Шрам был горячее, чем кожа. И мужчину вдруг стало жаль. От этого потеплело внутри. Только там, где знак, все гнездился колючий холод.
— Что. Что я должна? Как?
— Ты поверь сестре, бедная. Поверь. И вы вместе решите правильно. А еще, — он слегка подтолкнул ее, кажется, улыбаясь в темноте, — твоя оса ждет, учи ее всему, что знаешь. Мир степи, смотри, какой он. Ты показываешь пальцем и на кончике пальца — бах, раскрывается что-то. Жук, который плюется острой слюной. Трава-зверь, что просыпается только к большой луне. Кусочки птичиих ночных танцев. Видишь, я чуть-чуть знаю. А ты ой сколько знаешь! Вот и говори ей. И тебе же сказала сестра — возьми еще девочек. Их учи. Ну… Вот так…
— А ненависти? Или вот любви? Учить?
— Не-ет. То не надо. Все будет через простые твои слова о мире. Так не солжешь. И даже не думай туда, вперед, куда думает княгиня. Не думай о наказании и битвах. Просто люби их, своих девочек.
— Как ты странно говоришь. Я соберу их, чтоб сделать смертельными. А ты про любовь.
Он затряс головой. Говорил, подбирая слова, и останавливался, обижаясь на то, что слов мало.
— Ты не знаешь. Не тебе знать. Это оно — большое. А у тебя узкий глазок, глазок на любовь. Он правильный и красивый, но узкий. Если станешь думать туда, бросать мысли по траве, они вдруг превратятся, а? Потемнеют, и запах станет, такой вот. Ненужный.
— Я, значит, не смогу, да? Она может, она такая вся правильная, а я с узким глазом?
— Да. Да. Так сделана ты. Или любовь или уже сразу злоба. Так пусть любовь, а?
Он собрал длинные пряди, убирая их с плеча Ахатты, чтоб открылось лунному свету маленькое оттопыренное ухо.
— А злоба и сама приходит. Нельзя ее растить вместо детей.

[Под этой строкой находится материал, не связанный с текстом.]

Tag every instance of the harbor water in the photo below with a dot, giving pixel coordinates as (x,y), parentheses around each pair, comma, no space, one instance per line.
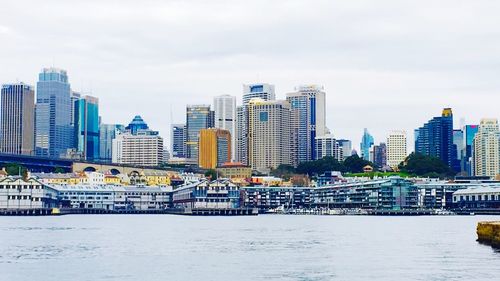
(265,247)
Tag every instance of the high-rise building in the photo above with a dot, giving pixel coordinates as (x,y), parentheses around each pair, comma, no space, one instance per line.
(345,147)
(457,149)
(396,148)
(225,118)
(87,127)
(54,134)
(198,117)
(327,146)
(486,152)
(17,119)
(366,142)
(268,134)
(380,155)
(178,140)
(308,120)
(435,138)
(107,133)
(214,148)
(262,91)
(138,145)
(470,132)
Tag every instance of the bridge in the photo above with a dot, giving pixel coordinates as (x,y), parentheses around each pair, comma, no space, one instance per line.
(48,165)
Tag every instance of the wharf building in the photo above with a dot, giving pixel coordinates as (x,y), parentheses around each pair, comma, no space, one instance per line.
(138,145)
(435,138)
(396,149)
(54,133)
(214,148)
(308,107)
(486,152)
(268,134)
(87,127)
(17,119)
(225,118)
(198,117)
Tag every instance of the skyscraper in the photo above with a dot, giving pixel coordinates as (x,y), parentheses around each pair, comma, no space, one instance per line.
(470,132)
(366,142)
(197,117)
(107,133)
(268,134)
(87,127)
(396,148)
(138,145)
(327,146)
(225,118)
(307,121)
(486,152)
(178,140)
(435,138)
(54,134)
(17,119)
(214,148)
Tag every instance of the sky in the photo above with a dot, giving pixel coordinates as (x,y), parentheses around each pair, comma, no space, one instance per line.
(385,65)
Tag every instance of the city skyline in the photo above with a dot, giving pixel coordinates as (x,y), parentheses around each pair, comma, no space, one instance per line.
(346,59)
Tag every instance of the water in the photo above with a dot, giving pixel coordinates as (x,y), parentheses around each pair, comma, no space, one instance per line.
(267,247)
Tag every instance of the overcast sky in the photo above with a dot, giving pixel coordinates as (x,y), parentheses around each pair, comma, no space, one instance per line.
(385,65)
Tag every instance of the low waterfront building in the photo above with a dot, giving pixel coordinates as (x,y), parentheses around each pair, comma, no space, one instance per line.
(26,193)
(217,194)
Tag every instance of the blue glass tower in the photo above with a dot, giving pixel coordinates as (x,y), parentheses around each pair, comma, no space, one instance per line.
(54,134)
(87,127)
(366,142)
(435,138)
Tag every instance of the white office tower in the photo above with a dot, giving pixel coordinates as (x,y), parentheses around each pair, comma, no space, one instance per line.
(307,105)
(225,118)
(327,146)
(268,134)
(396,148)
(486,149)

И замолчал, будто рассеянно слушая, как, медленно шевелясь, спит и не спит вокруг степь.
Ахатта понимала, о чем сказал так неуклюже и путая слова. И хотела спорить. Серебро кусало кожу, подсказывая правильные, быстрые и точные слова, сказанные правильным голосом. Мысленно видела, как отодвинется и рассмеется в доброе красивое лицо неуклюжего бродяги, который сам состоит из любви — и что ему с этого? Жизнь в племени среди быстрых и смелых, на самом краю этой жизни, почти из милости, с пусть не злыми, но постоянными насмешками над его рассеянной улыбкой и нескладными песенками? Она рассмеется и укусит его словами, расскажет, что она не такая, она может стать той, о которой рассказала пленнику. Слухи о госпоже ядов, сильной и быстрой, неумолимой, побегут по степным травам, и мужчины будут вздрагивать, завидев среди курганов всадниц на черных конях. Зло во имя добра. Вот чем станет она и ее маленькое войско! И сама будет решать, куда направить это доброе зло, кого покарать.

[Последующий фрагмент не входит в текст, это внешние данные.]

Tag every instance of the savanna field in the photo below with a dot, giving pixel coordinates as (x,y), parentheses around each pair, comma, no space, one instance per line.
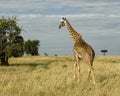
(53,76)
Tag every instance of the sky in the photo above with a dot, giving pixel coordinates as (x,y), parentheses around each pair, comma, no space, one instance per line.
(98,21)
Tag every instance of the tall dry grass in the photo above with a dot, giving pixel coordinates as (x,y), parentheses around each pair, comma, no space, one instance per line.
(53,76)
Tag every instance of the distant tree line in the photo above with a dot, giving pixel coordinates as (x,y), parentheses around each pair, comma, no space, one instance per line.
(12,44)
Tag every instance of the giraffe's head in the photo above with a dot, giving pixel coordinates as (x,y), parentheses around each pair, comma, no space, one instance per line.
(62,22)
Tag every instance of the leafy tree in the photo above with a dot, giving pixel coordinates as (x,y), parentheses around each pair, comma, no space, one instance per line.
(31,47)
(11,42)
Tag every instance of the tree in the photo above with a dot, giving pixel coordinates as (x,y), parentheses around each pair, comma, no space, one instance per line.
(31,47)
(11,42)
(104,51)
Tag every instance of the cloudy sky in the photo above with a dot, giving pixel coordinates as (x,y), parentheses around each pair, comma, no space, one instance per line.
(98,21)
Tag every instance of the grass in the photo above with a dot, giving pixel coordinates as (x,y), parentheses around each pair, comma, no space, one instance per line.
(53,76)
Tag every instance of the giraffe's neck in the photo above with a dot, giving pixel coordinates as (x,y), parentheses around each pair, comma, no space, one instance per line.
(74,35)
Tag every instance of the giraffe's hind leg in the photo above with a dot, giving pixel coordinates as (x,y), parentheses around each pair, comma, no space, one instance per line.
(91,74)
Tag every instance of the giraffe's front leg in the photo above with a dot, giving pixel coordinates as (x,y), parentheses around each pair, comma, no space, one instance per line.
(75,65)
(78,73)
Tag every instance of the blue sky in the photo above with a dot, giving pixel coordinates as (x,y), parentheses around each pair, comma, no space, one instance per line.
(97,20)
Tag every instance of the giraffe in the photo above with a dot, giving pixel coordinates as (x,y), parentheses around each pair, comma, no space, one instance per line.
(81,50)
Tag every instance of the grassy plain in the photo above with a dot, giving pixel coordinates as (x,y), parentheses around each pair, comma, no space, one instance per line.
(53,76)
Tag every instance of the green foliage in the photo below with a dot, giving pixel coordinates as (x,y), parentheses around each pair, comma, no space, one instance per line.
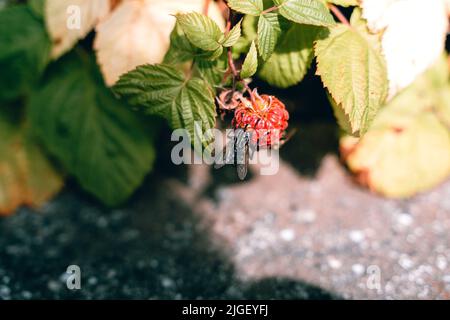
(98,139)
(27,176)
(163,90)
(292,57)
(407,149)
(94,135)
(212,71)
(201,31)
(353,69)
(345,3)
(269,31)
(250,64)
(24,51)
(312,12)
(233,36)
(251,7)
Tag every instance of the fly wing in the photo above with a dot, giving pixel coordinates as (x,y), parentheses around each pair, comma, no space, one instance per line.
(242,153)
(226,155)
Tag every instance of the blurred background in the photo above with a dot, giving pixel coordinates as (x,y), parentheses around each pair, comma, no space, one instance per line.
(192,232)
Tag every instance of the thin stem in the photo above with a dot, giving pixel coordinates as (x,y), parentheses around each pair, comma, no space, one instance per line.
(339,15)
(269,10)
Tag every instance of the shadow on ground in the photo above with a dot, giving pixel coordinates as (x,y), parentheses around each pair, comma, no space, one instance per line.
(154,249)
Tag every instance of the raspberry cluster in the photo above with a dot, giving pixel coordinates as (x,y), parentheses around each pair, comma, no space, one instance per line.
(265,116)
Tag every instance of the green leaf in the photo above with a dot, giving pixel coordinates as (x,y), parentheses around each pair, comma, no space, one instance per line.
(27,177)
(353,69)
(181,50)
(251,7)
(249,28)
(345,3)
(233,36)
(407,149)
(163,90)
(212,71)
(250,64)
(292,57)
(313,12)
(37,6)
(201,31)
(24,51)
(95,137)
(269,31)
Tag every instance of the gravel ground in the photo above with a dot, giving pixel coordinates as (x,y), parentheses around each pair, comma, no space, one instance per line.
(308,232)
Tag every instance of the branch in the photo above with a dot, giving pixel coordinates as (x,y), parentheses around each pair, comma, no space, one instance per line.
(206,7)
(269,10)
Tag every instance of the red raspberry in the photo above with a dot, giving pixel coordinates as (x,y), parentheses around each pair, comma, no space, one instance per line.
(266,115)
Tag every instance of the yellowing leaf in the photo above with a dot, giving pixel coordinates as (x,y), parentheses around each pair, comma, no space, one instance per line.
(250,64)
(26,175)
(413,37)
(345,3)
(71,20)
(407,150)
(138,32)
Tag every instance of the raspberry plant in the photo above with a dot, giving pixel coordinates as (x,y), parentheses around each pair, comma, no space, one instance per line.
(76,105)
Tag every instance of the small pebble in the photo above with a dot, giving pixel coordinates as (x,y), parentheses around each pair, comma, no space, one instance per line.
(358,269)
(356,236)
(287,235)
(441,262)
(405,219)
(334,263)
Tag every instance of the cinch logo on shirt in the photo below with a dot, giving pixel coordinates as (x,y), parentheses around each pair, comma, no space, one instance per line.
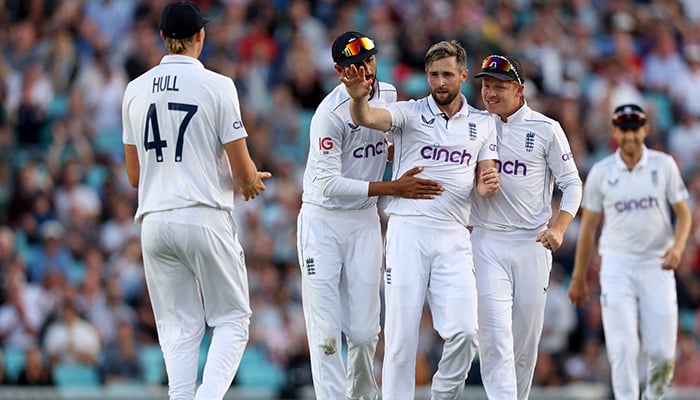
(438,154)
(368,150)
(636,204)
(511,167)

Но углы подвески, будто ворочаясь, покусывали кожу дальше, подсказывая и другое. Ему? Сейчас? Рассказать свое тайное? Ну, уж нет.
— Верно ты прав, мой друг и брат, — голос женщины полнился покаянным смирением.

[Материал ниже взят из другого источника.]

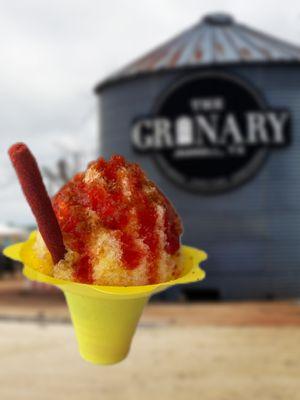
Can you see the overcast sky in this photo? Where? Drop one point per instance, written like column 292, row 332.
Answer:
column 54, row 52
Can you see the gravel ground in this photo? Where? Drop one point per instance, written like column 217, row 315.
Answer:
column 40, row 362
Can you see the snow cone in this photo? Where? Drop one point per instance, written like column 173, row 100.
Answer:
column 109, row 239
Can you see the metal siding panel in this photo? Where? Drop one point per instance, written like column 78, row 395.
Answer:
column 252, row 234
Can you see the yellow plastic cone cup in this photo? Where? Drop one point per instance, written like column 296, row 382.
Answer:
column 104, row 317
column 104, row 327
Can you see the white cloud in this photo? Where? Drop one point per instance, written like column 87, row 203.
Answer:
column 53, row 52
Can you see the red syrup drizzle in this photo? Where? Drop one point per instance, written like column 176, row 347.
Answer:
column 114, row 211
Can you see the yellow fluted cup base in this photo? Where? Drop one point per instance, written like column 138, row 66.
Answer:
column 104, row 317
column 104, row 327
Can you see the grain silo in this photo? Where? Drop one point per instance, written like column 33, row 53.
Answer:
column 213, row 115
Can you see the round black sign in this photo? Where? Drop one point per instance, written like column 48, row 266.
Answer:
column 211, row 133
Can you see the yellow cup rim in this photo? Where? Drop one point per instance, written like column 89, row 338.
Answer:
column 192, row 272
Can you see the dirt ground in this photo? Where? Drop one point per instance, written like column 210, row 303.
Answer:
column 210, row 351
column 166, row 362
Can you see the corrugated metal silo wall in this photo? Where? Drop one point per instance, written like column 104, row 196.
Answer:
column 252, row 234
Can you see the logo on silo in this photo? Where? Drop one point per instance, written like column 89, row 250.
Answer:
column 211, row 133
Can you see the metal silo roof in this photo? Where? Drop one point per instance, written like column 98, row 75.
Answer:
column 217, row 39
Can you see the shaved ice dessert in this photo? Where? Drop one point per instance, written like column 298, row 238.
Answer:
column 118, row 228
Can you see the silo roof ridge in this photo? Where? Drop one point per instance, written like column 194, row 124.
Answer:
column 217, row 39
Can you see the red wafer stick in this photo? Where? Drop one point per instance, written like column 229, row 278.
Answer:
column 37, row 197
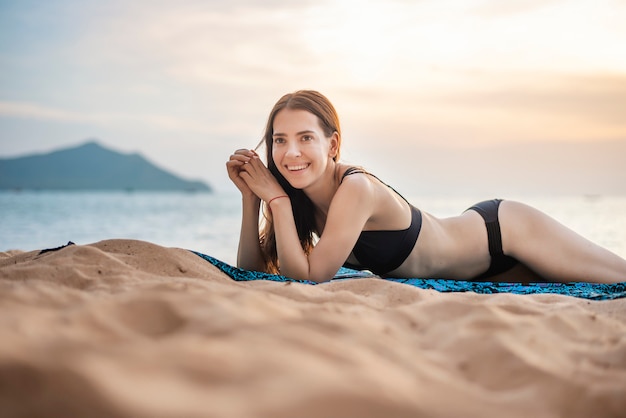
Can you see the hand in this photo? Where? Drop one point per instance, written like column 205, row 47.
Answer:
column 259, row 179
column 235, row 165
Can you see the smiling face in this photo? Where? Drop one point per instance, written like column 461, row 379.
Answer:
column 300, row 150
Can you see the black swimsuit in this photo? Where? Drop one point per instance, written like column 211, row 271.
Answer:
column 383, row 251
column 499, row 261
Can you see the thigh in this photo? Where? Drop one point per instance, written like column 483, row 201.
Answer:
column 552, row 250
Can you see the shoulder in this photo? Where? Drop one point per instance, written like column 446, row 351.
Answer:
column 355, row 182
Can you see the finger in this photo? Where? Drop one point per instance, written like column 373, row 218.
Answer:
column 246, row 152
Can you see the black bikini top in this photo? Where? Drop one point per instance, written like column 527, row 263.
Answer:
column 382, row 251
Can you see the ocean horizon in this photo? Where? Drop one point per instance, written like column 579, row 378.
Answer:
column 210, row 222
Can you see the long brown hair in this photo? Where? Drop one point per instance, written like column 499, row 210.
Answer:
column 302, row 207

Убог вздрогнул. Она назвала его братом. Как девушки, отдающие сердце, называют своих избранников. Он любит ее, давно, с того дня, как увидел. И смирился с тем, что вечно быть ему рядом — слушателем, утешителем и защитником. А тут сама говорит — брат.
На мужскую шею легла горячая рука, пригибая его лицо к своему.
— Или ты не хочешь? Быть мне настоящим братом?
От прямого вопроса и дыхания на своем лице Убог растерялся. Так ясно слышалось в голосе женское обещание, а вокруг — зрелая степная весна, что назначена жизнью для любви. Нет никого, только трава и пахнет так же, как пахнет женщина, почти сидящая на его коленях. Такая близкая, будто они давно уже муж и жена. Почти. Осталась лишь самая малость, чтоб стать целым. И эту малость его нареченная жена протягивает в горячих руках — бери.
— Ты, правда, любишь меня, госпожа Ахатта?
Женщина, услышав простодушно прямой вопрос, вдруг застыла. И, помолчав, рассмеялась досадливо:
— Какой же ты… Убог. Не поиграть с тобой в женские игры. Пойдем в лагерь, я хочу спать.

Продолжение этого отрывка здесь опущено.